Многие отмечали, что эти три романа так разнились между собой, что трудно распознать в них одну и ту же руку. Феномен скорее вызывал любопытство, но все же Джаспер Гвин довольно быстро добился признания публики и уважительного отношения большей части критиков. Тем более что он обладал несомненным даром рассказчика; особенно обескураживала легкость, с какой писатель умудрялся проникать в головы людей и выстраивать их чувства. Он, казалось, знает слова, какие произнесет каждый; заранее продумывает малейшую мысль, какая может прийти на ум кому угодно. Неудивительно, что многие в те годы не без основания сулили ему блестящее будущее.

И все же, достигнув сорока трех лет, Джаспер Гвин отдал в «Гардиан» статью, в которой перечислил пятьдесят два «не»: вещи, которых он с этого дня никогда больше не станет делать. И последним «не» было: не писать книг.

Блестящее будущее оборвалось.

2

В то утро, когда статья появилась в «Гардиан», — с великой помпой, в воскресном приложении, — Джаспер Гвин был в Испании, в Гранаде: ему показалось, что при данных обстоятельствах будет уместно отдалиться от мира на некоторое расстояние. Он выбрал маленькую гостиницу, такую скромную, что телефона в номере не предполагалось; так что тем утром к нему поднялись и позвали в холл. Он спустился в пижаме и нехотя подошел к глянцево-желтому старомодному телефону, который стоял на плетеном столике. Прижал к уху трубку и услышал голос Тома Брюса Шепперда, своего литературного агента.

— Что за дела, Джаспер?

— Какие дела?

— Пятьдесят два «не». Я прочел, Лотти принесла газету в постель, и я прочел. Меня чуть удар не хватил.
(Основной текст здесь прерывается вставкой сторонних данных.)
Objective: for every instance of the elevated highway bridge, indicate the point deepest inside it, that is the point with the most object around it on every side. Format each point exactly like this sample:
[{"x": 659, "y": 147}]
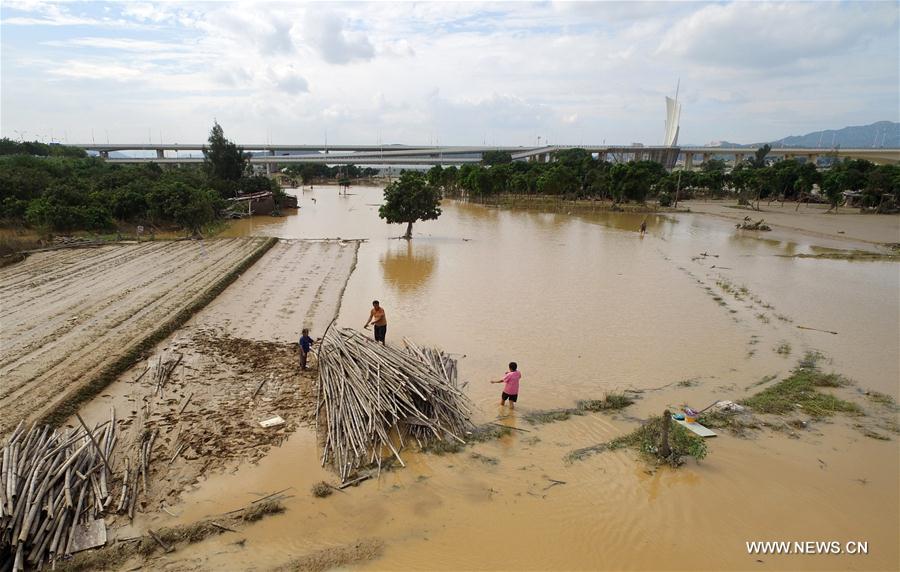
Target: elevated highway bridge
[{"x": 412, "y": 155}]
— Наверное, я должен был тебя предупредить.

— Только не говори, что ты это серьезно. Это провокация, обличение или еще какая-то чертовщина?

— Нет, просто статья. И в ней чистая правда.

— В каком смысле?

— Говорю тебе: я писал на полном серьезе, точно так, как все решил для себя.

— То есть ты заявляешь, что бросил писать?

— Да.

— С ума сошел?

— Знаешь, мне пора идти.

— Погоди минуту, Джаспер, нам надо поговорить; уж если со мной, с твоим агентом, ты не хочешь говорить начистоту…

— Мне нечего добавить: я бросил писать, и баста.

— Знаешь, что я скажу тебе, Джаспер, — ты слушаешь меня? Знаешь, что я тебе скажу?

— Да, говори, слушаю.

— Так вникни как следует: эту фразу я слышал десятки раз; ее без конца твердит столько писателей, ты даже представить себе не можешь! Сам Мартин Эмис однажды… хочешь — верь, хочешь — нет, но лет десять тому назад Мартин Эмис произнес те же самые слова — бросаю, дескать, писать, и баста. И это только один пример, я тебе приведу их штук двадцать, хочешь, составлю перечень?

— Полагаю, это лишнее.

— И знаешь, что еще я тебе скажу? Никто из них по-настоящему и не бросил, такого не бывает.

— Хорошо, ладно: мне правда пора идти, Том.